For a Friend
The words made it more difficult and they didn’t ease the need to hold himself together. It was as though he was constantly telling himself that he had no right to cry in front of somebody else like this, over this situation. He felt too guilty to, and he was afraid that he would forget who or what this was actually about. “I don’t want to…” He said, but he cried out as his shoulders involuntarily started to shake. He’d felt cold with nerves, with the feelings, but now he was taken away by the current he’d been fighting against all this time. “God damnit.”
He buried his face in hands as he tried to stop doing this, but the tears kept coming and his jaw kept hurting. His emotions were running him over, and he was too tired to keep up with it. His legs couldn’t run forever. “Well…” He tried, swallowing as he looked back up. He was avoiding Tom’s gaze. He didn’t even want to feel his hand on his shoulder anymore. He just wanted to fall asleep and wake up tomorrow to live a day in a life that didn’t involve this– and never would. “Not my dad. I mean, yeah..”

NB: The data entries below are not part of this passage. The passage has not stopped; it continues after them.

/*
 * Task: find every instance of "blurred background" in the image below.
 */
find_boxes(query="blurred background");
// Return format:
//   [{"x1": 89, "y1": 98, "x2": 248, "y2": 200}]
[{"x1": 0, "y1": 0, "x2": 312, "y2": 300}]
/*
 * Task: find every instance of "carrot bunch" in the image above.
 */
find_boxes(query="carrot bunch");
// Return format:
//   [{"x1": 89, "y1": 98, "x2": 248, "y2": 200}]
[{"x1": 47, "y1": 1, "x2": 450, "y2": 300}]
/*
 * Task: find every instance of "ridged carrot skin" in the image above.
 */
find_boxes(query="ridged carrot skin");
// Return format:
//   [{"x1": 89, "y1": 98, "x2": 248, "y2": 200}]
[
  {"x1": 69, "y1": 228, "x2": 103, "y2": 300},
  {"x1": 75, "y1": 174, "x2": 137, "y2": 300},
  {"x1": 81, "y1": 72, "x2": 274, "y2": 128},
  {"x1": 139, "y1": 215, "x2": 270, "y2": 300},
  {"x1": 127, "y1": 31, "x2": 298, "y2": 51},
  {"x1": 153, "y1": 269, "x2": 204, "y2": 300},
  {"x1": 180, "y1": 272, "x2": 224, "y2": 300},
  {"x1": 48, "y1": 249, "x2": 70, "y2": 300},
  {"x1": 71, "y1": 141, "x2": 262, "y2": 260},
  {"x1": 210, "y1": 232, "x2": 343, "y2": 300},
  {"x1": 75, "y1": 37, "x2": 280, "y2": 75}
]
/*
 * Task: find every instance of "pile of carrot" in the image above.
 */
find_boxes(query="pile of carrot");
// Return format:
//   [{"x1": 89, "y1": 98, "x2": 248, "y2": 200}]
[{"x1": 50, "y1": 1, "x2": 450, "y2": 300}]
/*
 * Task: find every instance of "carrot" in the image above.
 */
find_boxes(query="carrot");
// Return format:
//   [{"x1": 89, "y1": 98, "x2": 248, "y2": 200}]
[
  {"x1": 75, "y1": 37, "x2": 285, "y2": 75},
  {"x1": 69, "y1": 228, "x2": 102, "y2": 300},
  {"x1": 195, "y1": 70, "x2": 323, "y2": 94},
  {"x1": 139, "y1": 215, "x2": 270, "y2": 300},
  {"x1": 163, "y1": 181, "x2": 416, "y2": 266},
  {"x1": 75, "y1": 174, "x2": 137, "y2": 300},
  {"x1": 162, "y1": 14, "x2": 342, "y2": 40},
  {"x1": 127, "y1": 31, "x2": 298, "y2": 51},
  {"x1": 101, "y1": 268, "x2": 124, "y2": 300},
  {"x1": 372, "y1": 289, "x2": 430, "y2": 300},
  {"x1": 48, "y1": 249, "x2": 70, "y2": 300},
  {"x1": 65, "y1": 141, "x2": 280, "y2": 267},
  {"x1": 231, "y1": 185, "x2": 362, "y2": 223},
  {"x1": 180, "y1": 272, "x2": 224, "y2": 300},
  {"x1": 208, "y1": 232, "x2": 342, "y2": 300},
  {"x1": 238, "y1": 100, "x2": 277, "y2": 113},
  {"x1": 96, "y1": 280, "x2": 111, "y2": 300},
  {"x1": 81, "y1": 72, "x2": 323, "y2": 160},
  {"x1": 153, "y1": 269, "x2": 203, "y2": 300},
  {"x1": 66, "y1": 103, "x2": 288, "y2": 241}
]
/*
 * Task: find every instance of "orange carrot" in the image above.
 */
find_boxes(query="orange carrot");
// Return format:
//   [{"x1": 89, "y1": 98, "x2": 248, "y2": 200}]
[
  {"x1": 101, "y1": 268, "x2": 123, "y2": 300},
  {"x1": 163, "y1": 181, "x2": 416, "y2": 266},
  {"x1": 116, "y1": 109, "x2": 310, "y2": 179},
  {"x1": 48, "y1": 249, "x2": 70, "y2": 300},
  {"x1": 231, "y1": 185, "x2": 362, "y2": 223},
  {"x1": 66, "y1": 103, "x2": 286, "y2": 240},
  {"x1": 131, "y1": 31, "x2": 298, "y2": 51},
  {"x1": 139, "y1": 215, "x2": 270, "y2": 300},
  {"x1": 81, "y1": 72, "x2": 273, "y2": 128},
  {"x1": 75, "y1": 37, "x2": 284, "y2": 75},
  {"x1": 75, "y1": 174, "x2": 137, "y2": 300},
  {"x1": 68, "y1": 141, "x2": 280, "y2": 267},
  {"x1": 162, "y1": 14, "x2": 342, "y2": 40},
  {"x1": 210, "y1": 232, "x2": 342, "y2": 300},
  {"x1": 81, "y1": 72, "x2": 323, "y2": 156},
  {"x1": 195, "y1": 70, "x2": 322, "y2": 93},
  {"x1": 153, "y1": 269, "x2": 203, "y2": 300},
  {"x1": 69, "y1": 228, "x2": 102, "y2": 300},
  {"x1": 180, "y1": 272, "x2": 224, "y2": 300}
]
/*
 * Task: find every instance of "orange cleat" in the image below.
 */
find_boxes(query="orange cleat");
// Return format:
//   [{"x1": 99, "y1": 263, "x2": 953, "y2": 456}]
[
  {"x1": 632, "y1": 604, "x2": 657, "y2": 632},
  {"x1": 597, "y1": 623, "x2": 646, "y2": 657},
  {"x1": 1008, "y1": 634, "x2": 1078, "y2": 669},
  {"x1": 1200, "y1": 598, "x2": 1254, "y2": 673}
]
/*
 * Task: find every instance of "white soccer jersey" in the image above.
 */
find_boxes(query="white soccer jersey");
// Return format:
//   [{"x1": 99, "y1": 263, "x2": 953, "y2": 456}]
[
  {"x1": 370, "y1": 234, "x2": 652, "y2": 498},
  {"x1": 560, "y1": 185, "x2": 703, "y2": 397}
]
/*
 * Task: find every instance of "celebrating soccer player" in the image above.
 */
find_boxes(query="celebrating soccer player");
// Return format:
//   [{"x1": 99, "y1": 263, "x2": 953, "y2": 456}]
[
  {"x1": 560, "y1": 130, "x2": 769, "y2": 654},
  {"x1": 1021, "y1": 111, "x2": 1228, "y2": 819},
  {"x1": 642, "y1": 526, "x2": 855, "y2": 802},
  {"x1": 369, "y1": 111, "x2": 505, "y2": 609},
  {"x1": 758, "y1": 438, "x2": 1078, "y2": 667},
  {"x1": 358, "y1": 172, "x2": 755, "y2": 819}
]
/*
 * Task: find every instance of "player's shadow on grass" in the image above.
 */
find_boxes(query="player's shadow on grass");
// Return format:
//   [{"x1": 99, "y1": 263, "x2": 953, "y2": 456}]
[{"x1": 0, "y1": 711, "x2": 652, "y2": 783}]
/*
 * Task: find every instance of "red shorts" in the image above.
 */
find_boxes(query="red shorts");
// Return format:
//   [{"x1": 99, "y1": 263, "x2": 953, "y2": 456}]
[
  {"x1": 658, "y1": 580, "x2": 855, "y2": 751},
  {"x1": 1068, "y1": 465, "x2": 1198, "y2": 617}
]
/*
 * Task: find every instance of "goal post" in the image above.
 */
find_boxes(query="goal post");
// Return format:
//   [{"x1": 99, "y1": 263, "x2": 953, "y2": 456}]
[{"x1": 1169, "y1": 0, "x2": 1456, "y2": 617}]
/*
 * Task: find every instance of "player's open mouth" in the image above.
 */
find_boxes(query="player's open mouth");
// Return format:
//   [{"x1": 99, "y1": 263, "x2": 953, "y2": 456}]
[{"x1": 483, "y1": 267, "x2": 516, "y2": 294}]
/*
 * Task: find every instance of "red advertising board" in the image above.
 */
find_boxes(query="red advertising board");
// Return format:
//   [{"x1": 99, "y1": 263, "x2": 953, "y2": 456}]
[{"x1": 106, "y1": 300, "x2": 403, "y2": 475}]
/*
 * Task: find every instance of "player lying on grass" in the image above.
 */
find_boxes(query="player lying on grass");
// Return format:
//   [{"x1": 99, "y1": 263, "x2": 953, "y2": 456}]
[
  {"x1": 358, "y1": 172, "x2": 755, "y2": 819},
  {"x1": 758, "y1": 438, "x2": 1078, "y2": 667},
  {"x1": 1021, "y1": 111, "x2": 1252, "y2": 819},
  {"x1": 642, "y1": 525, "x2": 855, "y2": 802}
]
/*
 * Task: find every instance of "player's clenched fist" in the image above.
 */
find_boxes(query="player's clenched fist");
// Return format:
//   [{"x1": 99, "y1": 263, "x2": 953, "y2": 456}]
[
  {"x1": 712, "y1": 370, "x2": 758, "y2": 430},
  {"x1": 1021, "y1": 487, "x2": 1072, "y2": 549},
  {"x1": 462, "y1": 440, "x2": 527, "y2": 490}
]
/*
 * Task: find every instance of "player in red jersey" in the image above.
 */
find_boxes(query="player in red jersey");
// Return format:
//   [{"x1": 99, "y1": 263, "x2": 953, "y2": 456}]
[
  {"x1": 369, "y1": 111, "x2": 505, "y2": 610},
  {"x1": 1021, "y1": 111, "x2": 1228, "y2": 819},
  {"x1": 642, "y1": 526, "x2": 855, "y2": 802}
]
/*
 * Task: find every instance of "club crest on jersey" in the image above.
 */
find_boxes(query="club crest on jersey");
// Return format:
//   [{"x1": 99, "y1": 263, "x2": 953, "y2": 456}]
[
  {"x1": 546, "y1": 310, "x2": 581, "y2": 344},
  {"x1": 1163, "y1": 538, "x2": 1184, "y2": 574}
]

He had to keep speaking though, didn’t he? He couldn’t leave it here because what had already been said wasn’t true. It didn’t end there. “He did use her, in a way. Like. he controlled her, but he didn’t…” He was losing it completely and there was nothing he could change about it. He’d have to let it happen. he’d have to drown in it until his lungs would be able to fill themselves with air again. “He didn’t rape her. It didn’t happen. He just let his friends do it, but that’s what she told me.. I just found her when she was bruised and passed out.. I thought he’d done it, but he was drunk and passed out on the couch when I came back, so I took her to Louis and booked us a flight and I hoped it would work out, but it was too late… It was way too fucking late.”
He was speaking too fast and his voice was too panicked, but he didn’t stop crying and he didn’t stop shaking. There was too much going on at once and he wanted it to stop. He wanted it quiet and slow, and fast-paced when he wanted it to be. Though not like this. Never like this. “I can’t do this, Tom. I can’t do it.”
Tom gave him the space he seemed to need while talking, while still leaving his hand pressed to Rémy’s shoulder, making patterns there to distract him from the pressure he’d be feeling against his head, eyes and lungs. Crying this hard physically hurt and he wanted Rémy to feel some form of relief. He hoped talking about this would help him feel that later, rather than the despair he was feeling now.
He grabbed hold of Rémy firmer when he started telling him how he couldn’t go on. He pulled his face against his neck, holding him tightly, moving his hand over Rémy’s back. “Shh,” he said, trying to calm Rémy down. “You’re doing great, okay? You’re telling me all these things you don’t talk about. That’s really brave.” He pressed a kiss to the top of Rémy’s head almost automatically. He knew how to comfort someone and he wasn’t going to hold back in that.
“You can stop talking if you can’t do it anymore, okay?” he asked, holding him close. “But please continue if you think you can. Then everything’s said and we can try to move on from this and figure out what to do next. Does that sound okay?”